We just saw how to perform a DFS on a tree, the same traversal can be performed on graphs. Have a look at the following problem: https://leetcode.com/problems/number-of-islands/
We are given a graph and we need to find how many connected components the graph has. This problem can be solved by performing a DFS or BFS search:

class Solution:
    def numIslands(self, grid: List[List[str]]) -> int:
        for i in range(len(grid)):
            grid[i] = ["0"] + grid[i] + ["0"]

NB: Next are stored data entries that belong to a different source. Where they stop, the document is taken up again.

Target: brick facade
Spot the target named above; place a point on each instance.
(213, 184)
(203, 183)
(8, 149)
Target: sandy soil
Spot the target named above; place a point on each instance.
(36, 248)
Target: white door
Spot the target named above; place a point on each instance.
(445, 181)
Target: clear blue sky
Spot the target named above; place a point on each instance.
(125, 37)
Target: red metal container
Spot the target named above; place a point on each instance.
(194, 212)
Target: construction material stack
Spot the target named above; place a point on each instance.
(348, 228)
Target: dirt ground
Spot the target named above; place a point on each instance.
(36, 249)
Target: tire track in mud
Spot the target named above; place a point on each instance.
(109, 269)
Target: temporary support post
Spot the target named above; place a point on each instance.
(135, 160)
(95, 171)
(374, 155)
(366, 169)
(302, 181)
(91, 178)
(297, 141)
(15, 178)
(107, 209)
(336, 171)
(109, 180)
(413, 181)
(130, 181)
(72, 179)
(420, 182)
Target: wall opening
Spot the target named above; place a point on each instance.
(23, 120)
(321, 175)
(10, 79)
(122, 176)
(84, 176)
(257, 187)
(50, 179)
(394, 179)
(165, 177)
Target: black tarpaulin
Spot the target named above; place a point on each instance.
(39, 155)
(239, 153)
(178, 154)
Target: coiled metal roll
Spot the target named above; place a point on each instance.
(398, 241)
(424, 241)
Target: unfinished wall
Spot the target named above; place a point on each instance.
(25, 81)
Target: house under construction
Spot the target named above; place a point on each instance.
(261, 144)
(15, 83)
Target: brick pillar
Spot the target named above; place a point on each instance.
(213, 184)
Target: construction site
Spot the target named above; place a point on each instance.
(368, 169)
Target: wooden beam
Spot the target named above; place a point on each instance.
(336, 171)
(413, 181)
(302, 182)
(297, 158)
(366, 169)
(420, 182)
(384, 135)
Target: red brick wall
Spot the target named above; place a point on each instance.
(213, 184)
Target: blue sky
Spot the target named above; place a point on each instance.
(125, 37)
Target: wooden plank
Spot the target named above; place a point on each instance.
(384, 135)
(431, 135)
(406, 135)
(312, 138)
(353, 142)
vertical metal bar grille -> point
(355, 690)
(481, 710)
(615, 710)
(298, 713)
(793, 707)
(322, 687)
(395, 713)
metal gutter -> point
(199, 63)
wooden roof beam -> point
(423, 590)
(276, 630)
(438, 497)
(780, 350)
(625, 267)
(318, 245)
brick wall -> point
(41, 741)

        waterRow = ["0"] * len(grid[0])
        grid = [waterRow] + grid
        grid.append(waterRow)
        moves = [(1, 0), (0, 1), (-1, 0), (0, -1)]
        visited = set()
        islands = 0
        for i in range(1, len(grid) - 1):
            for j in range(1, len(grid[i]) - 1):
                if grid[i][j] == "1" and (i, j) not in visited:
                    islands += 1
                    stack = collections.deque()
                    stack.append((i, j))
                    visited.add((i, j))
                    while stack:
                        pos =  stack.pop()
                        for m in moves:
                            newPos = (pos[0] + m[0], pos[1] + m[1])
                            if grid[newPos[0]][newPos[1]] == "1" and newPos not in visited:
                                visited.add(newPos)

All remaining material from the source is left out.